Stable CAL-101 nmr transfection is described in the Supporting Materials and Methods. Whole cell protein was extracted with cell lysis buffer (Sigma-Aldrich, St. Louis, MO). Cytoplasmic protein extraction and western blotting analysis were performed by following

a standard protocol, as described previously.17 The RNA interference experiment protocol is described in the Supporting Materials and Methods. HMGB1 level in serums from humans and mice was detected by enzyme-linked immunosorbent assay (ELISA) (IBL, Toronto, Ontario, Canada), according to the manufacturer’s instructions. Cultures were fixed, stained, and examined under a confocal microscope (Olympus, Tokyo, Japan), as described in the Supporting Materials and Methods. The Caspase-1 Colorimetric Assay kit (R&D Systems, Minneapolis, MN) was used according to the manufacturer’s protocol. We determined migration and invasion as previously described.18 To examine the metastatic potential of stable HMGB1 knockdown

clones, 2 × 106 Hepa1-6, in 0.3 mL of phosphate-buffered this website saline, were injected into the tail vein of C57BL/6 mice. For in vivo tracking, the Hepa1-6 cells were stably transfected with firefly luciferase. One hundred milligrams per kilogram of D-luciferin (Caliper Life Sciences, Hopkinton, MA) were injected into the peritoneal cavities of mice, and bioluminescence was detected with the IVIS 100 Imaging System (Caliper Life Sciences). Results are expressed as the mean ± standard error of the mean (SEM). Statistical Phospholipase D1 analysis was performed using

the Student’s t test or one-way analysis of variance test. All statistical analyses were performed using Sigma Stat v.3.5 (Systat Software, Inc., Chicago, IL). Graphs were generated using Sigma Plot v.10 (Systat Software).
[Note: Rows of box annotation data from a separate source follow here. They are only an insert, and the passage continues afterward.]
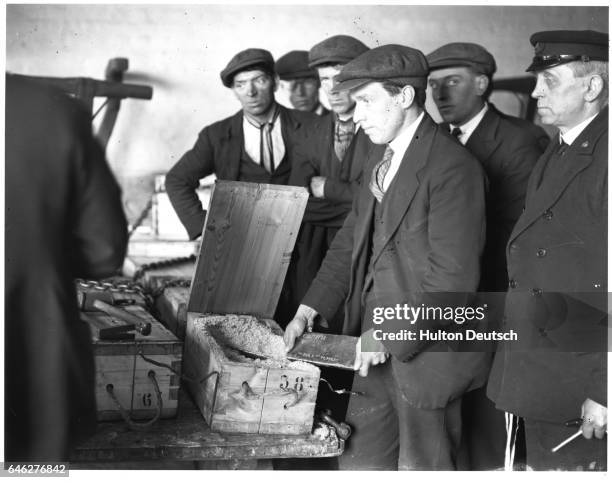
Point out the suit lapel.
[368,114,436,262]
[465,105,501,165]
[353,145,385,264]
[511,108,608,239]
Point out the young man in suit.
[166,49,316,239]
[285,45,486,470]
[289,35,372,333]
[427,42,549,470]
[276,50,329,116]
[487,31,608,470]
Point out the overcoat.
[289,114,374,332]
[488,108,608,423]
[4,75,127,462]
[166,105,318,239]
[465,104,549,292]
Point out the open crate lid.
[187,181,308,319]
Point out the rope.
[106,371,163,431]
[504,413,518,471]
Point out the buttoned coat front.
[166,106,318,239]
[303,114,487,408]
[465,104,549,292]
[488,108,608,423]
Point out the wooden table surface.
[70,391,344,463]
[76,259,344,464]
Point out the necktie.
[259,120,274,173]
[370,145,393,203]
[245,107,280,173]
[451,127,463,139]
[334,118,355,161]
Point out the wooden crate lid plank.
[188,181,308,318]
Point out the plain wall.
[6,5,608,220]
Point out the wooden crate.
[185,315,320,434]
[184,181,320,434]
[81,305,183,421]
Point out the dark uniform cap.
[276,50,319,80]
[427,42,497,77]
[221,49,274,87]
[308,35,369,67]
[527,30,608,72]
[333,44,429,91]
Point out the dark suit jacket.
[288,114,374,333]
[4,75,127,461]
[465,105,550,292]
[488,108,608,423]
[166,106,317,239]
[442,104,549,292]
[303,114,486,408]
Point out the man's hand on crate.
[283,305,317,352]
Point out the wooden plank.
[69,392,344,463]
[154,287,189,340]
[188,181,308,318]
[287,332,357,371]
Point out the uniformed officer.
[427,42,549,470]
[488,31,608,470]
[276,50,329,116]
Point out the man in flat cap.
[427,42,549,470]
[487,31,608,470]
[285,45,487,470]
[276,50,329,116]
[290,35,372,332]
[166,49,316,239]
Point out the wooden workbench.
[70,258,344,469]
[70,391,344,469]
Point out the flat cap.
[308,35,369,67]
[527,30,608,72]
[276,50,318,80]
[221,49,274,87]
[334,44,429,91]
[427,42,497,77]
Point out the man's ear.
[476,74,489,96]
[398,85,416,109]
[584,74,604,102]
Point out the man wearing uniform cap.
[276,50,329,116]
[487,31,608,470]
[166,49,315,239]
[427,42,549,470]
[285,45,486,470]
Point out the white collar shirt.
[383,111,425,192]
[449,102,489,146]
[242,107,285,169]
[559,114,597,146]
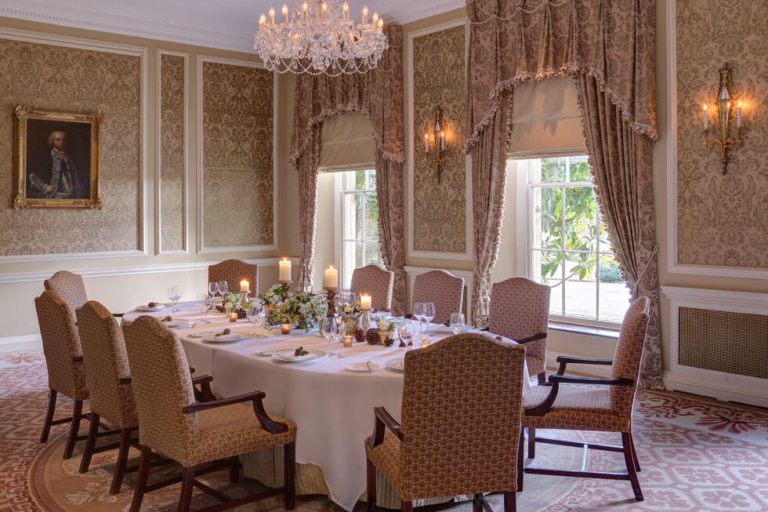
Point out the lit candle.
[277,258,291,283]
[323,265,339,289]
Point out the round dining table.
[124,303,531,510]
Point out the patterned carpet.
[0,353,768,512]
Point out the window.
[337,169,382,288]
[518,156,629,324]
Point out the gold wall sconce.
[703,62,745,175]
[424,106,447,183]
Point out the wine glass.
[424,302,435,336]
[448,313,466,336]
[168,284,181,311]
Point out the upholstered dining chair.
[43,270,88,314]
[35,290,88,459]
[488,277,550,384]
[123,316,296,512]
[411,270,464,324]
[208,260,259,293]
[349,265,395,311]
[365,333,525,512]
[521,297,650,501]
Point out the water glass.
[448,313,466,336]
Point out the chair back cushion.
[77,300,138,428]
[400,334,525,497]
[611,297,651,417]
[35,290,88,400]
[411,270,464,324]
[208,260,259,295]
[43,270,88,315]
[350,265,395,311]
[124,315,200,460]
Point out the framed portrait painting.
[13,107,101,209]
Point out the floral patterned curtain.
[291,25,405,312]
[466,0,663,388]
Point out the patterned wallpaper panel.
[677,0,768,268]
[203,62,274,247]
[0,39,141,256]
[159,55,186,251]
[411,26,467,252]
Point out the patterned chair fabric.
[523,297,650,432]
[208,260,259,293]
[35,290,88,400]
[350,265,395,311]
[365,334,525,501]
[77,300,139,428]
[488,277,551,376]
[124,316,296,467]
[43,270,88,315]
[411,270,464,324]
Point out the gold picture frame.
[13,106,103,209]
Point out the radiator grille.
[678,308,768,379]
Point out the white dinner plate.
[386,358,405,372]
[203,332,248,343]
[134,302,165,313]
[272,349,328,363]
[344,363,381,373]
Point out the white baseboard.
[0,334,43,353]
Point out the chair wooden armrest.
[513,332,547,345]
[525,375,635,416]
[557,356,613,375]
[368,407,403,448]
[181,391,288,434]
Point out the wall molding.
[405,18,474,261]
[195,55,280,254]
[661,286,768,407]
[665,2,768,279]
[0,25,151,264]
[154,50,189,255]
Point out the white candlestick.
[323,265,339,289]
[277,258,291,283]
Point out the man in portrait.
[29,130,80,199]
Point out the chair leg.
[283,443,296,510]
[504,492,517,512]
[365,457,376,512]
[40,389,58,443]
[528,427,536,459]
[131,446,152,512]
[176,467,195,512]
[78,412,99,473]
[621,432,644,501]
[64,400,83,459]
[629,432,642,473]
[109,428,133,494]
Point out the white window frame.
[508,153,632,329]
[334,168,378,289]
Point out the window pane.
[541,158,565,183]
[533,187,563,249]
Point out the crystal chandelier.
[253,0,389,76]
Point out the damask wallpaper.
[203,62,274,247]
[0,39,141,256]
[677,0,768,268]
[158,55,186,251]
[411,26,467,252]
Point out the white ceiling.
[0,0,465,52]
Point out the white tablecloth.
[125,304,530,510]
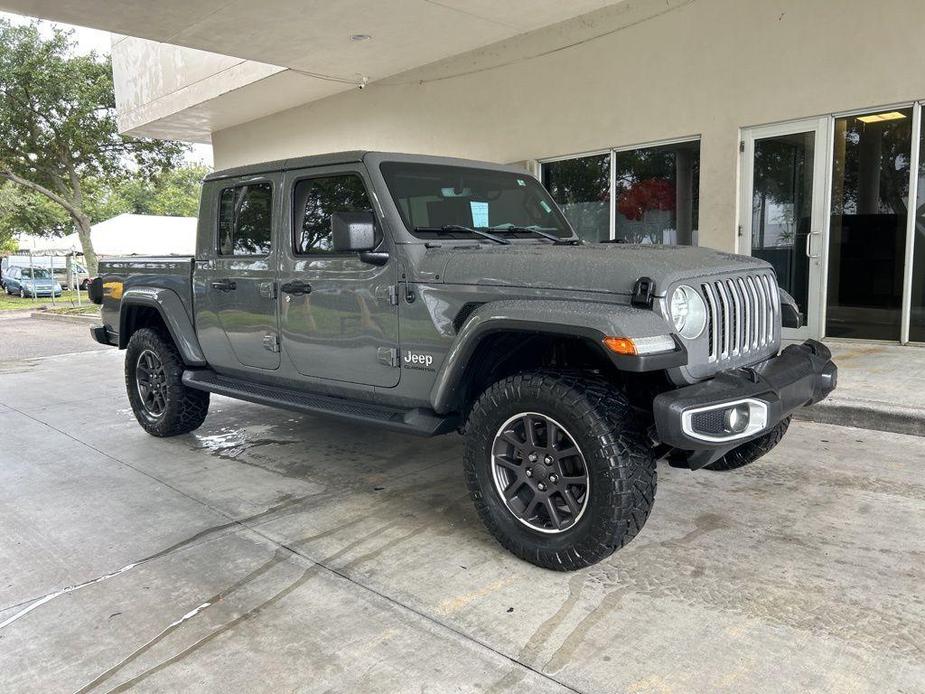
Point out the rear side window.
[292,174,373,255]
[218,183,273,255]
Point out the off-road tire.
[125,328,209,436]
[706,417,790,472]
[465,370,657,571]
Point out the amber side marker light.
[603,335,677,356]
[604,337,636,354]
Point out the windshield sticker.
[469,200,489,227]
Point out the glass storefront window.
[909,123,925,342]
[614,141,700,245]
[826,108,912,340]
[542,154,610,242]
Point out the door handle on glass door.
[280,280,312,294]
[806,231,822,259]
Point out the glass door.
[739,118,829,340]
[826,107,913,341]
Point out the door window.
[293,174,372,255]
[218,183,273,256]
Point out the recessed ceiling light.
[858,111,906,123]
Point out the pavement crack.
[75,550,286,694]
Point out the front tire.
[465,371,657,571]
[705,417,790,472]
[125,328,209,436]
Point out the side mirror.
[331,212,377,253]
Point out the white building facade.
[0,0,925,342]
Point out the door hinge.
[376,284,398,306]
[258,281,276,299]
[376,347,398,367]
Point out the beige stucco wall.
[213,0,925,250]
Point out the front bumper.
[653,340,838,469]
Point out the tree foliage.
[0,20,186,272]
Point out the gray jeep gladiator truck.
[91,152,837,570]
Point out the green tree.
[0,20,187,273]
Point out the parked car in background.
[0,255,90,290]
[3,267,62,299]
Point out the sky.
[0,12,212,166]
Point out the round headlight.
[669,284,707,340]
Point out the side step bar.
[183,369,459,436]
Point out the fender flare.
[430,299,687,414]
[119,287,206,366]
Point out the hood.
[421,243,770,296]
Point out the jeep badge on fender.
[402,350,434,369]
[92,152,837,570]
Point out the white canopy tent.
[19,213,196,257]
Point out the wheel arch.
[119,287,206,366]
[430,300,687,414]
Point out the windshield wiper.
[488,224,578,246]
[414,224,511,246]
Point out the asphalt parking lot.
[0,328,925,692]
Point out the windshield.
[380,162,572,239]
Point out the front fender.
[430,299,687,414]
[119,287,206,366]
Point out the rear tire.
[705,417,790,472]
[125,328,209,436]
[465,371,657,571]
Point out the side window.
[218,183,273,255]
[292,174,373,255]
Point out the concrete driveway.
[0,350,925,693]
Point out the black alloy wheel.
[492,412,590,534]
[135,349,169,418]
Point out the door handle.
[212,280,238,292]
[806,231,822,259]
[280,280,312,294]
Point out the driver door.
[278,166,401,388]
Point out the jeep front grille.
[700,274,780,362]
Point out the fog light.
[723,403,751,434]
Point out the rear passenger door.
[194,174,280,371]
[279,166,400,387]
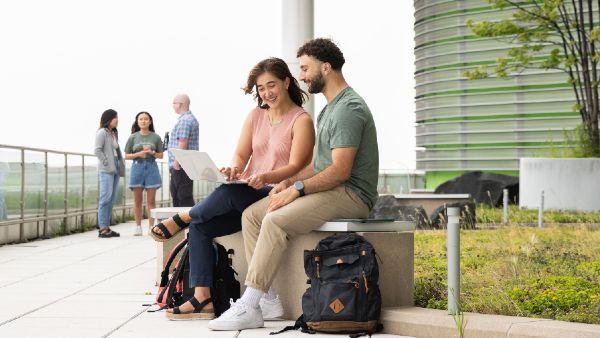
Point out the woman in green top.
[125,111,163,236]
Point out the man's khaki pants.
[242,185,369,292]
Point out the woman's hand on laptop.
[269,181,288,196]
[219,167,241,181]
[248,174,267,190]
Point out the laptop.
[169,148,248,184]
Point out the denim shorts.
[129,159,162,189]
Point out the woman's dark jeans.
[188,184,271,287]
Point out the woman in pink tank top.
[151,58,315,320]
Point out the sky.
[0,0,415,170]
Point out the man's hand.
[219,167,240,181]
[269,181,288,196]
[248,174,266,190]
[267,187,300,212]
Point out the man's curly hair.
[296,38,346,70]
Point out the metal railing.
[0,144,216,242]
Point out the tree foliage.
[464,0,600,157]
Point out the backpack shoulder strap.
[269,314,316,335]
[167,248,189,308]
[160,238,187,286]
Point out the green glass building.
[414,0,581,188]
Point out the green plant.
[414,226,600,324]
[508,276,600,318]
[450,289,467,338]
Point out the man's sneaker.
[258,296,283,320]
[208,299,264,331]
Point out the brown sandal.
[150,214,190,242]
[166,297,215,320]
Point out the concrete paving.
[0,223,408,338]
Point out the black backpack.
[156,238,240,316]
[273,233,383,337]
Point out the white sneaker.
[258,296,283,320]
[208,299,265,331]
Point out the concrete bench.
[151,208,415,319]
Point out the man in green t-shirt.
[208,39,379,330]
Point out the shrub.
[508,276,600,321]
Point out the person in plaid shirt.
[169,94,199,207]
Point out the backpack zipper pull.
[315,256,321,279]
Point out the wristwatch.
[294,181,305,197]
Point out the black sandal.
[98,229,121,238]
[166,297,215,320]
[150,214,190,242]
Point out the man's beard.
[308,73,325,94]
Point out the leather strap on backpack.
[269,314,317,335]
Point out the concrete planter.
[519,158,600,211]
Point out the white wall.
[519,158,600,211]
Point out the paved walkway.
[0,223,408,338]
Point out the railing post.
[42,151,48,239]
[81,155,85,231]
[502,189,508,224]
[117,160,127,222]
[538,190,544,228]
[63,154,69,234]
[446,207,460,315]
[19,149,27,243]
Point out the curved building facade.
[414,0,581,188]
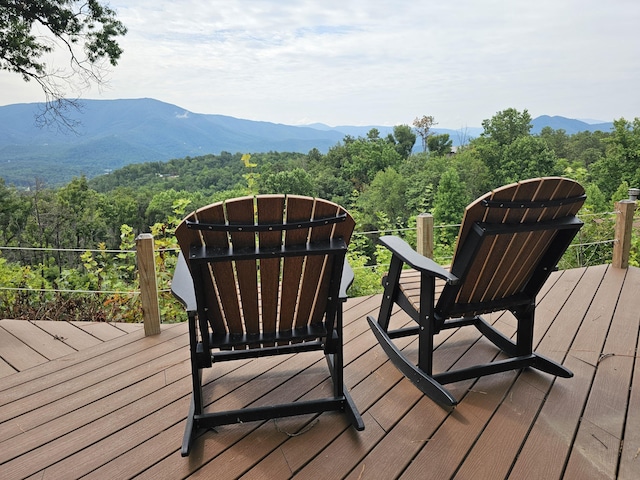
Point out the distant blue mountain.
[0,98,612,186]
[531,115,613,135]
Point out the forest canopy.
[0,109,640,316]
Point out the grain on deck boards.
[0,266,640,480]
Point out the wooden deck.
[0,265,640,480]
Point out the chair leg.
[180,395,196,457]
[181,366,204,457]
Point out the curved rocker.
[368,177,586,408]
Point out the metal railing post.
[611,188,638,268]
[416,213,433,258]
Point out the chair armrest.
[378,235,459,285]
[171,252,198,312]
[338,257,355,300]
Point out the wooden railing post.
[611,197,636,268]
[136,233,160,336]
[416,213,433,258]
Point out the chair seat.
[172,195,364,456]
[367,177,586,408]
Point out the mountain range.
[0,98,613,187]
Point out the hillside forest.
[0,108,640,321]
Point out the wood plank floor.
[0,265,640,480]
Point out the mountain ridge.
[0,98,612,187]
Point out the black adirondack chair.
[368,177,586,408]
[172,195,364,456]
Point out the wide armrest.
[171,252,198,312]
[378,235,459,285]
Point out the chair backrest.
[437,177,586,316]
[176,195,355,347]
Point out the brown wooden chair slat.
[368,177,586,407]
[172,195,364,455]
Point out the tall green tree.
[427,133,453,155]
[481,108,533,146]
[0,0,127,125]
[390,125,416,159]
[413,115,438,153]
[590,117,640,198]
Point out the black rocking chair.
[368,177,586,408]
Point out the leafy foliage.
[0,0,127,126]
[0,109,640,321]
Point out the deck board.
[0,265,640,480]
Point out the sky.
[0,0,640,129]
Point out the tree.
[258,168,316,196]
[0,0,127,126]
[389,125,416,159]
[413,115,437,152]
[481,108,533,146]
[590,117,640,197]
[433,167,469,246]
[427,133,453,156]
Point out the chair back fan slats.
[444,177,584,316]
[172,195,364,456]
[176,195,355,348]
[367,177,585,408]
[256,195,284,333]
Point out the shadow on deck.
[0,265,640,479]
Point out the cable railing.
[0,207,635,338]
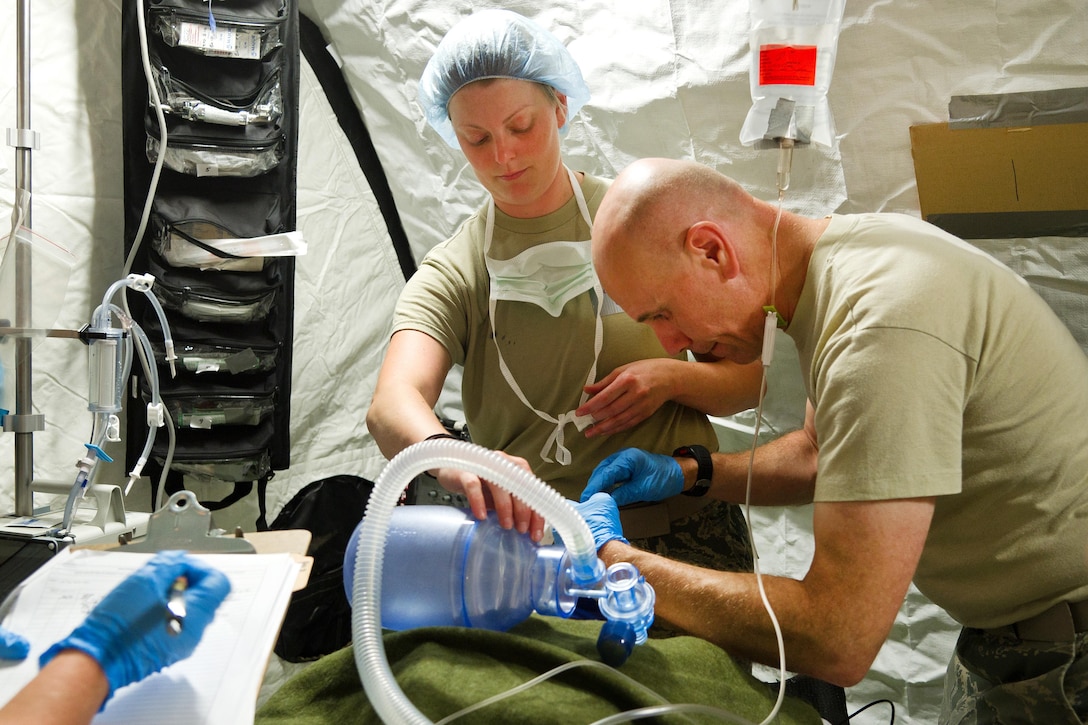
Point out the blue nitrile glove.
[581,448,683,506]
[0,627,30,660]
[574,493,630,551]
[39,551,231,700]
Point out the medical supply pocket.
[150,189,291,272]
[145,37,287,177]
[148,251,280,324]
[141,378,276,430]
[147,0,287,60]
[151,421,273,482]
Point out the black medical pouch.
[269,475,374,662]
[122,0,300,529]
[145,0,288,177]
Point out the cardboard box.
[911,123,1088,238]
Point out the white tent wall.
[0,0,1088,723]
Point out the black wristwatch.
[672,445,714,496]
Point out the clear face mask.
[484,242,596,317]
[484,169,604,466]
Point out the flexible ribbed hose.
[351,439,604,725]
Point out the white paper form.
[0,549,300,725]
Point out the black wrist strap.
[672,445,714,496]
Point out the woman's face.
[449,78,571,219]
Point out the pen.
[166,576,189,635]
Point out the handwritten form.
[0,549,299,725]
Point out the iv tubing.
[351,439,604,724]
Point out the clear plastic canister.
[344,505,576,631]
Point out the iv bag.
[741,0,845,148]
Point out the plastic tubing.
[351,439,604,724]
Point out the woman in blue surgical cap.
[367,10,759,569]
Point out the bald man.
[579,159,1088,723]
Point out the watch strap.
[672,444,714,496]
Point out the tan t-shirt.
[393,175,718,500]
[788,214,1088,628]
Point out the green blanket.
[256,615,821,725]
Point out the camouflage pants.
[940,627,1088,725]
[631,501,752,572]
[631,501,752,638]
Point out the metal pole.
[15,0,34,516]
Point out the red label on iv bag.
[759,45,816,86]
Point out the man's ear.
[684,221,738,280]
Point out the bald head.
[593,159,753,294]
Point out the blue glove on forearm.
[574,493,630,551]
[39,551,231,700]
[0,627,30,660]
[581,448,683,506]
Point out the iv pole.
[4,0,45,516]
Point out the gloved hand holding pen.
[0,551,231,725]
[39,551,231,700]
[0,627,30,660]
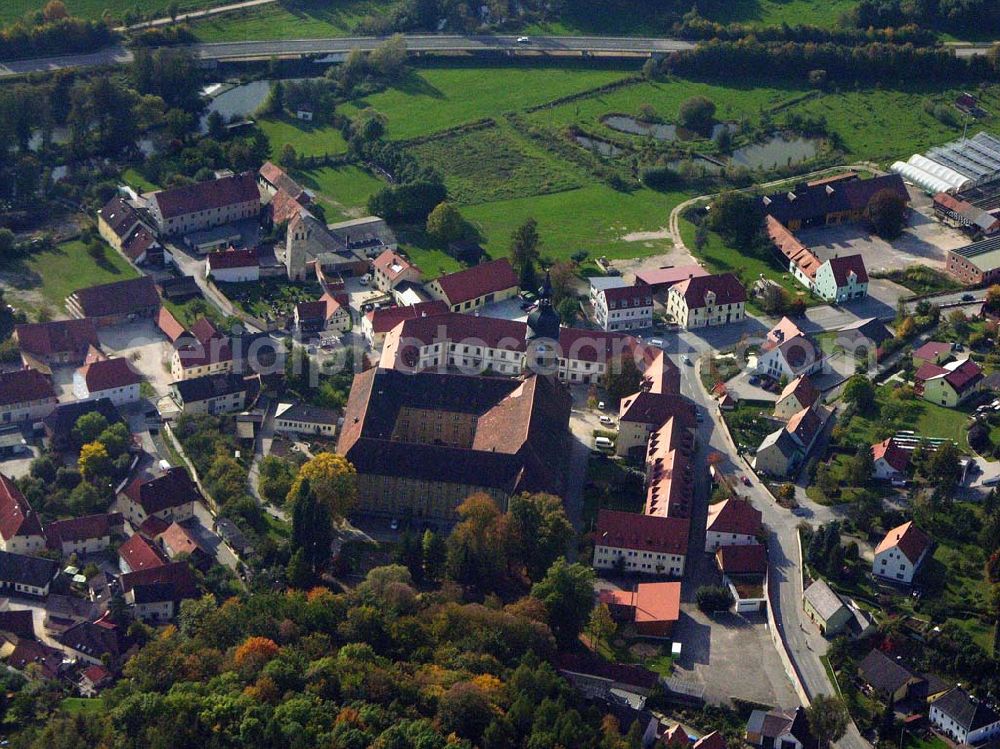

P < 0.05 was denoted as statistically significant. Overexpression of HMGB1 is associated with tumor progression.13 To study the role of HMGB1 in HCC, we first examined the amount of HMGB1 in 20 HCC tissue samples and their corresponding nontumor liver by immunoblotting analysis. The detailed clinicopathological information of 20 cases is shown in Supporting Table 1. We found that the expression of HMGB1 was higher in all HCC tissues (Fig. 1A). Compared to normal primary hepatocytes, the expression of HMGB1 was also much stronger in five HCC cell lines (Fig. 1B). We then examined the level of nuclear and cytoplasmic HMGB1 by the fractionation of nuclear and cytoplasmic proteins in HCC tissues and nontumor liver tissues. The amount of nuclear HMGB1 in HCC tissues and nontumor tissues was not significantly different (data not shown). However, cytoplasmic HMGB1 was absent or present at low levels in nontumor tissues, whereas cytoplasmic HMGB1 was found at high levels in HCC tissues (Fig. 1C). High cytoplasmic levels of HMGB1 usually occur in the context of active HMGB1 release.